Lomba ini diikuti oleh 14 RT, masing-masing mengutus 4 peserta terbaik untuk menunjukkan kemampuan mereka dalam meracik bubor padas yang lezat, gurih, dan kaya rempah. Para peserta tampak antusias, bahkan sejak persiapan hingga proses penilaian, suasana kompetitif dan kekeluargaan sangat terasa.
Ketua Panitia, Kamal, menyampaikan bahwa lomba ini tidak hanya menjadi ajang hiburan, tetapi juga sarana mempererat silaturahmi antarwarga. “Kami ingin kegiatan ini menjadi wadah kebersamaan. Bubor padas adalah kuliner identitas kita, jadi sudah sepatutnya dilestarikan dan dikenalkan kepada generasi muda,” ujarnya.

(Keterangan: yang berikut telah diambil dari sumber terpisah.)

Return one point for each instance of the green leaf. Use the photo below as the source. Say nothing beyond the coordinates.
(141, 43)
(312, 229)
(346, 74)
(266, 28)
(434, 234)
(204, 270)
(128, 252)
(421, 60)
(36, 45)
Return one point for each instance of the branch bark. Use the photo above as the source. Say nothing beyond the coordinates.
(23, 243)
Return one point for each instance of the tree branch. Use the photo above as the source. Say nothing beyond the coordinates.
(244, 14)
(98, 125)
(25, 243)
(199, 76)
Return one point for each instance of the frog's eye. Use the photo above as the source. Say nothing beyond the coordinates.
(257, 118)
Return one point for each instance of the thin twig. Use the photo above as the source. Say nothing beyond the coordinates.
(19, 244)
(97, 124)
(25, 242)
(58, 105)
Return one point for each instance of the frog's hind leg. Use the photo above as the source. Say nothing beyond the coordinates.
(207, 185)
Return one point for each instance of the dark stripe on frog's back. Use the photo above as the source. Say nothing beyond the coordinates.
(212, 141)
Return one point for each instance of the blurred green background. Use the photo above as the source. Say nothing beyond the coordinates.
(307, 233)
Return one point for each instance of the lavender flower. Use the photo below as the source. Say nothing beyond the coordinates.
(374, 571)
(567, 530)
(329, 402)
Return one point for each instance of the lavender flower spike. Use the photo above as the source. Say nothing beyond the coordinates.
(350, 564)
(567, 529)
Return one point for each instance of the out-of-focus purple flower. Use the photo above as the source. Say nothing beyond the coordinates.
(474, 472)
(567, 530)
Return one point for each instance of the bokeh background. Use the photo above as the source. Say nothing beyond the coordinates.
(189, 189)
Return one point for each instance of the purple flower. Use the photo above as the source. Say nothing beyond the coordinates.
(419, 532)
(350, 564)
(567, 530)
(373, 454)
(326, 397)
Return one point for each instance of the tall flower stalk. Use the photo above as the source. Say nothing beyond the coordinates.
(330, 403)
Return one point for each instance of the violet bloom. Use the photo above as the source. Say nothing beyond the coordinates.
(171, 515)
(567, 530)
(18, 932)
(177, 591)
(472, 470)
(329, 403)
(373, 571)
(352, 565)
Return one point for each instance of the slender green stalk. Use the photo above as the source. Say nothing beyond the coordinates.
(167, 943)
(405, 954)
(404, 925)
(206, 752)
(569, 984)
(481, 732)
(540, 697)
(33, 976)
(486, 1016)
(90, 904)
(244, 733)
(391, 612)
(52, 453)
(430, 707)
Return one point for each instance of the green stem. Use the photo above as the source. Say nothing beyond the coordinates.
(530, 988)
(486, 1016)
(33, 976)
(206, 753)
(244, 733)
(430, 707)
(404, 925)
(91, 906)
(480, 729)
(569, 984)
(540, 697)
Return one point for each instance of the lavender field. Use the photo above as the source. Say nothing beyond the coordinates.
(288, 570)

Kepala Desa Tempatan, H. Agustian Rinaldi, turut hadir dan memberikan apresiasi kepada seluruh peserta dan panitia. Ia menegaskan bahwa kegiatan seperti ini sangat penting untuk menjaga kekompakan serta melestarikan budaya lokal. “HUT Desa bukan hanya seremonial, tapi momentum memperkuat persatuan. Saya bangga melihat antusiasme masyarakat hari ini,” tuturnya.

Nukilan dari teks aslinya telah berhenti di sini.